Wang Xiaotao, Luan Yu, Yue Feng
Department of Biochemistry and Molecular Genetics, Feinberg School of Medicine Northwestern University, Chicago, IL, USA.
Robert H. Lurie Comprehensive Cancer Center of Northwestern University, Chicago, IL, USA.
Sci Adv. 2022 Jun 17;8(24):eabn9215. doi: 10.1126/sciadv.abn9215. Epub 2022 Jun 15.

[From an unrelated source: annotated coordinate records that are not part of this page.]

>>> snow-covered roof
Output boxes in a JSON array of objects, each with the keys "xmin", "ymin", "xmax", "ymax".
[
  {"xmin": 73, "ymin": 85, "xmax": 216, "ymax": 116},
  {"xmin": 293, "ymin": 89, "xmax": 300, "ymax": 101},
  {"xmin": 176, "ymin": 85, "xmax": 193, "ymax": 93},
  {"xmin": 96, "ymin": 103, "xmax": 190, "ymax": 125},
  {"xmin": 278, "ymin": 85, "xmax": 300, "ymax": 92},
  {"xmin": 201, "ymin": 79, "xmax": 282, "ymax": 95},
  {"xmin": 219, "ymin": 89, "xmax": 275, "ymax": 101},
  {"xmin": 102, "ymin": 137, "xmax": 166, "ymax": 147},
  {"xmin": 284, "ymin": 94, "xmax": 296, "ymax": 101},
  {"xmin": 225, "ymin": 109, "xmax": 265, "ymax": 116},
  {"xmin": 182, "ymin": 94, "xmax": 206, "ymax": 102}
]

The Hi-C technique has been shown to be a promising method to detect structural variations (SVs) in human genomes. However, algorithms that can use Hi-C data for a full-range SV detection have been severely lacking. Current methods can only identify interchromosomal translocations and long-range intrachromosomal SVs (>1 Mb) at less-than-optimal resolution. Therefore, we develop EagleC, a framework that combines deep-learning and ensemble-learning strategies to predict a full range of SVs at high resolution. We show that EagleC can uniquely capture a set of fusion genes that are missed by whole-genome sequencing or nanopore. Furthermore, EagleC also effectively captures SVs in other chromatin interaction platforms, such as HiChIP, Chromatin interaction analysis with paired-end tag sequencing (ChIA-PET), and capture Hi-C. We apply EagleC in more than 100 cancer cell lines and primary tumors and identify a valuable set of high-quality SVs. Last, we demonstrate that EagleC can be applied to single-cell Hi-C and used to study the SV heterogeneity in primary tumors.
Hi-C技术已被证明是一种检测人类基因组结构变异(SVs)的有前景的方法。然而,严重缺乏能够利用Hi-C数据进行全范围SV检测的算法。当前方法只能以次优分辨率识别染色体间易位和长距离染色体内SVs(>1 Mb)。因此,我们开发了EagleC,这是一个结合深度学习和集成学习策略以高分辨率预测全范围SVs的框架。我们表明,EagleC能够独特地捕获一组全基因组测序或纳米孔测序遗漏的融合基因。此外,EagleC还能有效地捕获其他染色质相互作用平台中的SVs,如HiChIP、配对末端标签测序染色质相互作用分析(ChIA-PET)和捕获Hi-C。我们将EagleC应用于100多个癌细胞系和原发性肿瘤,识别出一组有价值的高质量SVs。最后,我们证明EagleC可应用于单细胞Hi-C,并用于研究原发性肿瘤中的SV异质性。